I apologize for the lack of pictures. I feel worse and worse about inserting others’ work into my blog. But I have no moneys! Some day when I’m above the poverty line I’ll buy them I swear. There’s more images of all the races and all the categories and all the stages at Cycling Illustrated.com.

Here’s one on the KOM climb that highlights my good side. In hindsight I wish I’d gone for the KOMs. Oh well. You know what they say: “There’s always next year. Unless you die first. Or stop racing, which are basically the same thing.” I’m pretty sure that’s a saying.

Screen shot 2014-04-01 at 10.09.15 AM

Colin, Tim, and I had Dan in the feed zone with endless bottles of sweet, sweet Osmo. Every hand off was effortless and perfect. So for that, thank you Dan. Colin spent the day in the pack, surfing through the carnage that would see only 45 guys out of the 150 starters make the main front group. Tim, who also made the main front group, spent multiple laps off in no man’s land by himself, just 50 seconds behind us at one point. He got caught on the last lap at the top of the KOM. Just needed one more guy to bridge the gap.

I was hoping to at least move into the top 10 GC since the field was a minute back, but I only managed 11th. Today I have the crit to make up a few seconds, though my chances of that aren’t great.

Written later after the crit:

The crit didn’t go great. Didn’t go terribly either. I never made it to the front to go with any moves. I just wasn’t aggressive enough to get up there. I moved down a spot on GC to 12th. It was a good weekend of racing though. Colin, Dan, Tim and I capped it off at the Inn N Out Burger with my friend, Will, who’d come to watch the race, then later we teamed up against a poor girl on a 4 vs 1 blind date at the frozen yogurt place (set up via Tinder), and ended the night at Del Taco. We binged on fast food like frat boys drink. The end of a stage race often calls for this sort of behavior. It’s the cyclist way of life. Plus, with Redlands starting just three days later, we had to pack those sugar and saturated fat stores to full capacity! I’m happy to announce that I’ll be racing with Landis Trek for the week. The temporary wolf pack of Colin, Dan, Tim, and I has sadly been disbanded. Another will take its place in the coming days. It’s a strange lifestyle being a lone composite racer. Redlands will be my last hurrah in the States until May. Sweden is calling at last and my composite days will come to an end as well.

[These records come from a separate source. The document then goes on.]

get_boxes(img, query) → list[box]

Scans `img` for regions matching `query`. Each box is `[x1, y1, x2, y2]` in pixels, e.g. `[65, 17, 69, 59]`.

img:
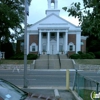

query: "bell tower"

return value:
[46, 0, 60, 16]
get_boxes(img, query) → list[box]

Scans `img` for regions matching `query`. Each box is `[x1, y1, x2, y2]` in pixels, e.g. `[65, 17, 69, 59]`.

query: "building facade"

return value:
[16, 0, 86, 54]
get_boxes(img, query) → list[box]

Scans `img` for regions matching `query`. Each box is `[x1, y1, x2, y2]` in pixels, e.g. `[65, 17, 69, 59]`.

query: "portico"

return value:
[39, 29, 68, 54]
[24, 0, 84, 55]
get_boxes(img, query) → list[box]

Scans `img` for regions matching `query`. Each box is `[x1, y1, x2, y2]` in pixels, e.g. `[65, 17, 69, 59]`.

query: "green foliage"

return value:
[10, 53, 38, 60]
[0, 0, 31, 46]
[70, 51, 95, 59]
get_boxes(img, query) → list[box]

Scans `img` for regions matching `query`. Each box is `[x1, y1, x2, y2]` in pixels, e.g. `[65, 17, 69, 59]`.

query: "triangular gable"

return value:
[28, 13, 79, 30]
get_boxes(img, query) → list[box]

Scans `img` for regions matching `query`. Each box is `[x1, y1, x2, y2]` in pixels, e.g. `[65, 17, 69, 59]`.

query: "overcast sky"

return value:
[27, 0, 83, 25]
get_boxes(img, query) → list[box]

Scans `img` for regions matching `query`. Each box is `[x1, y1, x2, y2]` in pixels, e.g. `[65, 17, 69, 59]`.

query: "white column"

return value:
[76, 32, 81, 53]
[47, 31, 50, 54]
[39, 31, 42, 54]
[65, 31, 68, 54]
[57, 31, 59, 53]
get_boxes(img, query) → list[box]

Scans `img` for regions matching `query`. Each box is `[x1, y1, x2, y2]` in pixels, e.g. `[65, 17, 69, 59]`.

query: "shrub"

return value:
[27, 54, 38, 60]
[11, 53, 38, 60]
[70, 54, 80, 59]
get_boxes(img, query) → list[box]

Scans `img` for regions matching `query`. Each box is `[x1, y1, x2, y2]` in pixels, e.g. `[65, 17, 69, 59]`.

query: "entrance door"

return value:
[50, 41, 57, 54]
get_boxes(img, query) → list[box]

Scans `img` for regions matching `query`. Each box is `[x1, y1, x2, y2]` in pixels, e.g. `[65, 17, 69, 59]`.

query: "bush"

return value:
[70, 54, 80, 59]
[78, 51, 83, 55]
[27, 54, 38, 60]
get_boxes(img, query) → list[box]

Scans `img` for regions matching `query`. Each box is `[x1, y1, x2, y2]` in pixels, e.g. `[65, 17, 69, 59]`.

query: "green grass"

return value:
[0, 60, 33, 64]
[74, 59, 100, 65]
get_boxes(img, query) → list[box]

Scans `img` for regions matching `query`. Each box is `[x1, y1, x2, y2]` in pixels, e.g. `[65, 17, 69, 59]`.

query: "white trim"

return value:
[47, 31, 50, 54]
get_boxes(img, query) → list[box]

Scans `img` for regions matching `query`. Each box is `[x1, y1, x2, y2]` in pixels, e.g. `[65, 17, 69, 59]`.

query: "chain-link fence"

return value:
[73, 70, 100, 100]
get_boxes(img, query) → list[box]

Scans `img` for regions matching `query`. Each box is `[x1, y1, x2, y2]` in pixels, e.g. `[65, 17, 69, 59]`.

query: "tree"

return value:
[63, 0, 100, 38]
[0, 0, 31, 45]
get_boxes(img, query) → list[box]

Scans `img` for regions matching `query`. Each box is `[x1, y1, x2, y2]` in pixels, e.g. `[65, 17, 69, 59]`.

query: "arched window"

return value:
[30, 43, 38, 52]
[69, 42, 75, 51]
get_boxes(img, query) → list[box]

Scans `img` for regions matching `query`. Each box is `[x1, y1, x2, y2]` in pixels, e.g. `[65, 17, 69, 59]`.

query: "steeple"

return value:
[46, 0, 60, 16]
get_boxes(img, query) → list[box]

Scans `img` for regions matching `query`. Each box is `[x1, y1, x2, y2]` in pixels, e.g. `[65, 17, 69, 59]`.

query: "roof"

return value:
[28, 13, 81, 30]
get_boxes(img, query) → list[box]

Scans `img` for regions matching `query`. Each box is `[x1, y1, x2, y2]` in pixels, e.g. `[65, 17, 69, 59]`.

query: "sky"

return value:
[27, 0, 83, 26]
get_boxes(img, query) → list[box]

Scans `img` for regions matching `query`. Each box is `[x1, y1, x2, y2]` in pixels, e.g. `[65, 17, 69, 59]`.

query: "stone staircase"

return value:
[34, 55, 74, 69]
[35, 55, 48, 69]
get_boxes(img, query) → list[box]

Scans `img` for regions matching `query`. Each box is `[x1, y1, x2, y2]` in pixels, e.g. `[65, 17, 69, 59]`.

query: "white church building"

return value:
[19, 0, 86, 55]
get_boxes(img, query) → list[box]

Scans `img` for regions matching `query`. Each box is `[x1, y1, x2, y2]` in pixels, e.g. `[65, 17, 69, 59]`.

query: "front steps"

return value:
[34, 55, 74, 69]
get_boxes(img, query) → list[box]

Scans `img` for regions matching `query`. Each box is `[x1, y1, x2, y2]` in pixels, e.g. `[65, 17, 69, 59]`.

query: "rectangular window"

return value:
[60, 33, 63, 38]
[43, 33, 47, 38]
[69, 45, 73, 51]
[32, 46, 36, 51]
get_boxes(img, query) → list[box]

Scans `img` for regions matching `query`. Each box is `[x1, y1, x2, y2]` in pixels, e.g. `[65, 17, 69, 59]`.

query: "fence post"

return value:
[66, 69, 69, 90]
[96, 83, 99, 94]
[77, 71, 80, 96]
[72, 70, 77, 90]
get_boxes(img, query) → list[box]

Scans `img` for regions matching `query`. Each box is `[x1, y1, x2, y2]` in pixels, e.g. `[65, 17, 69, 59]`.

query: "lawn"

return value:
[0, 60, 33, 64]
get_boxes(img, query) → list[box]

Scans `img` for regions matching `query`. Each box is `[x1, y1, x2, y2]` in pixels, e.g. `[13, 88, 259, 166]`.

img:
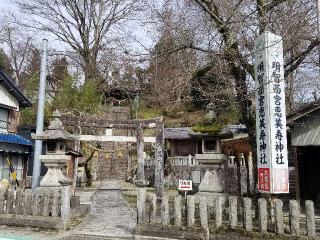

To the race promoter of San Dimas, all the volunteers, officials, and everyone else, thanks for making this weekend great and I’ll see you next year.

Oh, and as a footnote, I’d like to thank Josh Berry and his mom for driving out from Redlands to pick me up from the Azusa Super 8, and in doing so sparing me the 4-5 hours worth of bus rides and transfers I’d have had to take in order to get here to Redlands. I owe him a couple tows to the front of the peloton now!